NACION EN DEUDA CON SUS CAMPESINOS

Pocas son las voces que están dispuestas a discutir la gravedad de la deuda que el país tiene con sus propios campesinos, especialmente con los más pobres y marginados. Se trata de una deuda histórica, social, económica y, en muchos casos, también política. En todos esos ámbitos la gente del campo aporta al conjunto de la nación mucho más de lo que recibe: en postulados renovadores de la República, en identidad y cultura, en alimentos y abastos diversos; sin embargo, las políticas presupuestales y de desarrollo social, especialmente las que se han aplicado de 1982 a la fecha, han colocado en último lugar de la lista de prioridades la reactivación, la dignificación, la atención educativa y sanitaria y la democratización del agro.

Las declaraciones formuladas ayer a este diario por Leopoldo Zorrilla, director del Fideicomiso para el Fomento Ejidal, confirman la inaceptable actitud de las autoridades estatales y federales para con el campo: tales autoridades adeudan, en conjunto, más de cien millones de pesos por concepto de indemnizaciones a ejidos y comunidades que se vieron afectados por expropiaciones. La suma de este adeudo propiamente monetario, que se suma a los débitos ya mencionados, es un monto modesto en el contexto de las finanzas nacionales; sin embargo, para los acreedores, recibir ese dinero puede significar, en muchos casos, la única posibilidad de subsistencia.

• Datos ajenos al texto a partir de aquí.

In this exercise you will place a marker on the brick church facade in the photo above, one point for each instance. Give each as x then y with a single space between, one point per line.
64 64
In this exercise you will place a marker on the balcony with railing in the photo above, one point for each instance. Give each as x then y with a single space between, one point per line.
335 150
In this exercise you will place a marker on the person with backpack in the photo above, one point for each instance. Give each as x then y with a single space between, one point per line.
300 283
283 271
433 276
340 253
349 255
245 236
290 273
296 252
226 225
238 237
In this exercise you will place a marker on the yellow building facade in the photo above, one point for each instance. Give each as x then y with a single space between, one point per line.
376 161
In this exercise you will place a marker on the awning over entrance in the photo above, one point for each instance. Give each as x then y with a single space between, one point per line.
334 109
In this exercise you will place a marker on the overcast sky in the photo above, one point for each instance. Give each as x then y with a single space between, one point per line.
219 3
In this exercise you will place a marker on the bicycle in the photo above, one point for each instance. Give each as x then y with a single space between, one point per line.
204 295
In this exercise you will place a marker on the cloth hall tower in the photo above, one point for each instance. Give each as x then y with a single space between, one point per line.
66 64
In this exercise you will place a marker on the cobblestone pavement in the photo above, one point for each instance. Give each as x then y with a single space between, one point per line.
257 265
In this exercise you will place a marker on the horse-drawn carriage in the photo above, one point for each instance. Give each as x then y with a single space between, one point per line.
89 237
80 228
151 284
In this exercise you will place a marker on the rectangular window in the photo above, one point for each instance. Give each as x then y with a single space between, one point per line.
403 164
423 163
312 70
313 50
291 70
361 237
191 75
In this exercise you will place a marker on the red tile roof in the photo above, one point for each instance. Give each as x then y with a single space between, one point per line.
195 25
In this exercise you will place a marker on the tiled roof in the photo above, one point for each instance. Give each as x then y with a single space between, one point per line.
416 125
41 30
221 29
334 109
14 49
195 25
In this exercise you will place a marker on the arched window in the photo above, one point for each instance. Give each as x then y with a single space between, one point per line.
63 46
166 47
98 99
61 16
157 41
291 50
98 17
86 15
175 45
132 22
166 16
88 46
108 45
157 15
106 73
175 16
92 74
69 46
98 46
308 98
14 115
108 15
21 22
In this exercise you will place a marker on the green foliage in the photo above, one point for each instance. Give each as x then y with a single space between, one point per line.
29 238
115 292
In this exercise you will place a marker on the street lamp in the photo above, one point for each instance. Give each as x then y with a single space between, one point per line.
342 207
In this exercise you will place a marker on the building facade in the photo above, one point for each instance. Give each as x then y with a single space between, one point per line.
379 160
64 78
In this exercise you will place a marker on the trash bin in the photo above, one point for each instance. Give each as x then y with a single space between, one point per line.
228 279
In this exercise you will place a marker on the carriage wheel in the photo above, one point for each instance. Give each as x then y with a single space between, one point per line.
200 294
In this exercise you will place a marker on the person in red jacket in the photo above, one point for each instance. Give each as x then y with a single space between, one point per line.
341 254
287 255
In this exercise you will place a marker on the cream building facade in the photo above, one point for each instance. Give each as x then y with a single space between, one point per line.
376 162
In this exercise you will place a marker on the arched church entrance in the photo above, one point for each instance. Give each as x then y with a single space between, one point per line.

Zorrilla destacó que, cuando las indemnizaciones llegan a manos de los campesinos, éstos destinan 75 por ciento de ellas para gastos personales y 25 por ciento para asuntos productivos. Esto denota que las compensaciones pagadas a las comunidades y ejidos por la afectación de sus tierras o recursos no bastan para asegurar la sobrevivencia productiva de tales núcleos sociales, sino, a lo sumo, para la sobrevivencia personal de sus integrantes. No es fácil encontrarse con un ejemplo tan descarnado de la destrucción del tejido social campesino provocada por la modernización salvaje de nuestra economía.

Es difícil, también, comprender los motivos de la tardanza y la indolencia que impera en diversas oficinas económicas del gobierno federal para aprobar la constitución de los fondos de desarrollo rural, por medio de los cuales podría otorgarse un financiamiento mínimo e insuficiente, pero vital para las actividades agrícolas. Debiera considerarse, al respecto, que es precisamente en el agro en donde se resiente en forma más grave la astringencia de crédito y recursos financieros que afecta al conjunto de la economía nacional.

Así fuera por pragmatismo, si no por humanidad, sería deseable que las autoridades tuvieran una noción de las consecuencias inevitables de una agudización de la crisis por la que atraviesa el agro: mayores flujos migratorios a las ciudades del país y a territorio estadunidense, con las consiguientes presiones demográficas y el deterioro de la calidad de vida de las urbes, fortalecimiento de los fenómenos delictivos --el narcotráfico, particularmente-- e incluso un nuevo ciclo de revueltas campesinas, del que el conflicto chiapaneco podría ser el primer aviso.